Captured by LoveAngelique Mackenzie has known a life of hardship. And while her depraved stepfather has kept a roof over her head Angelique’s life has been anything but happy. Now that she’s eighteen she has no doubt her stepfather will soon be marrying her off to the highest bidder just as he did her elder sister, which resulted in the latter’s death. With war keeping everything hopping on Michilimackinac Island Angelique must tread lightly in a world that is falling apart around her. When her childhood friend, Pierre Durant, returns unexpectedly all the feeling Angelique had thought she had conquered return with vengeance as she tries to sort out her thoughts. Fearful of becoming a woman of loose morals like her mother was Angelique’s personal battle grows intense. She must make the right decision or risk everything she holds dear.
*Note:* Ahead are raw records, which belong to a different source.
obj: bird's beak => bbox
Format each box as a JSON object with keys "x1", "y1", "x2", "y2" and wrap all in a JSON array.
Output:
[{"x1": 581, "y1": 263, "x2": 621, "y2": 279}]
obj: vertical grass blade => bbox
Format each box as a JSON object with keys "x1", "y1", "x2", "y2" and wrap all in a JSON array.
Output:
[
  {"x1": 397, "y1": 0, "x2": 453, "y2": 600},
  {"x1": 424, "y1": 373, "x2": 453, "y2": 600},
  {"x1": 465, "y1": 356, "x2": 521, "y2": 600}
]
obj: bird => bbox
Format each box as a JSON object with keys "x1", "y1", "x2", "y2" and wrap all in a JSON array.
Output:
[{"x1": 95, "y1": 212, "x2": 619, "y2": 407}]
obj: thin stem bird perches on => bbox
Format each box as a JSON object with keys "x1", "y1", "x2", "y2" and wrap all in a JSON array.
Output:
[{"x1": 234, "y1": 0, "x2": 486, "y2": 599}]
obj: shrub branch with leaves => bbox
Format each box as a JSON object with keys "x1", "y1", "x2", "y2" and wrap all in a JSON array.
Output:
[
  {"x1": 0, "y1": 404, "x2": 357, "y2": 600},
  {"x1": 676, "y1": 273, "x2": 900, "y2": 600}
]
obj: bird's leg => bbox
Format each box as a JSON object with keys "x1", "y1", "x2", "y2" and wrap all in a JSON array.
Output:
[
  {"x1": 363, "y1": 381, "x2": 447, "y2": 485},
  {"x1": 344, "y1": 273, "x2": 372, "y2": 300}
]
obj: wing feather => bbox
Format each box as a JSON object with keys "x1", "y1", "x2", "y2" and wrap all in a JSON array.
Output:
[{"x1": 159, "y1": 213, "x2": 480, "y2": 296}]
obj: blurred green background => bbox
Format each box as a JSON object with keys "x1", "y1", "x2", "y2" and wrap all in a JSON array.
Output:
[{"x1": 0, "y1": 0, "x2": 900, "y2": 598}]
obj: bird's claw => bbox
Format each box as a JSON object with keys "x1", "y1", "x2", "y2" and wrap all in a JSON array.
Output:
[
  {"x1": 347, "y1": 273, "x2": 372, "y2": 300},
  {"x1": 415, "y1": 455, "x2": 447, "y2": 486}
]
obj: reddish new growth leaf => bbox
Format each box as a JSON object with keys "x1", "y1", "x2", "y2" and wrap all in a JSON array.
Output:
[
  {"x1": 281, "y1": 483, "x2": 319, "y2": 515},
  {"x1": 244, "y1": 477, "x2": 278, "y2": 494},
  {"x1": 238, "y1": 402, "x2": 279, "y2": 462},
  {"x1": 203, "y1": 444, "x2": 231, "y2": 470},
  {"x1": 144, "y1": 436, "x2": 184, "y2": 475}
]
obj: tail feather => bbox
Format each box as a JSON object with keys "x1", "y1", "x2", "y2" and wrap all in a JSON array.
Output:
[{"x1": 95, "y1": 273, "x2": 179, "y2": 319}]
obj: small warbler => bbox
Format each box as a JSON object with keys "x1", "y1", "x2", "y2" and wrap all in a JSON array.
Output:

I have had less than desirable experiences with books by Jody Hedlund so it was with a little apprehension I picked up Captured by Love.  Overall those apprehensions can be considered unfounded. I was immediately emotionally engaged with the characters. Even those who never made an appearance in the story I felt as if I knew them rather well through the descriptions and gradual release of backstories. The story line was perhaps a little cliche, but Hedlund did very well in bringing everything to life.

I’m not sure how I feel about some elements though. I realize that in the 17th century that for most people good morals were held in high regard, but that the “dress code” wasn’t exactly modest in fashionable circles. When Angelique is trussed up in a dress given to her by an officer’s daughter she feels (and quite frankly “she is“) unclothed. And Pierre ogles (perhaps too strong a word, but very close to it) her and admits he likes her new look as opposed to the dull clothes she is forced to wear by Ebenezer (stepfather). Come to that, honestly Ebenezer has some good ideas but he is really a disgusting character. I’m curious why in movies and books writers choose to portray characters with conservative ideas as fanatics and hypocrites. Anyway, that would probably fall under pet peeve since we did have one voice of reason throughout the story which would be Pierre’s mother. Kudos to the author for that. Overall worth a read if you like stories about characters who struggle to come to grips with their faults and improve themselves.

DISCLAIMER: In accordance with the Federal Trade Commission’s 16 CFR, Part 255: “Guides Concerning the Use of Endorsements and Testimonials in Advertising” we would like to note that we received an electronic copy of “Captured by Love”  provided by the publishers Bethan House, through in exchange for our honest review.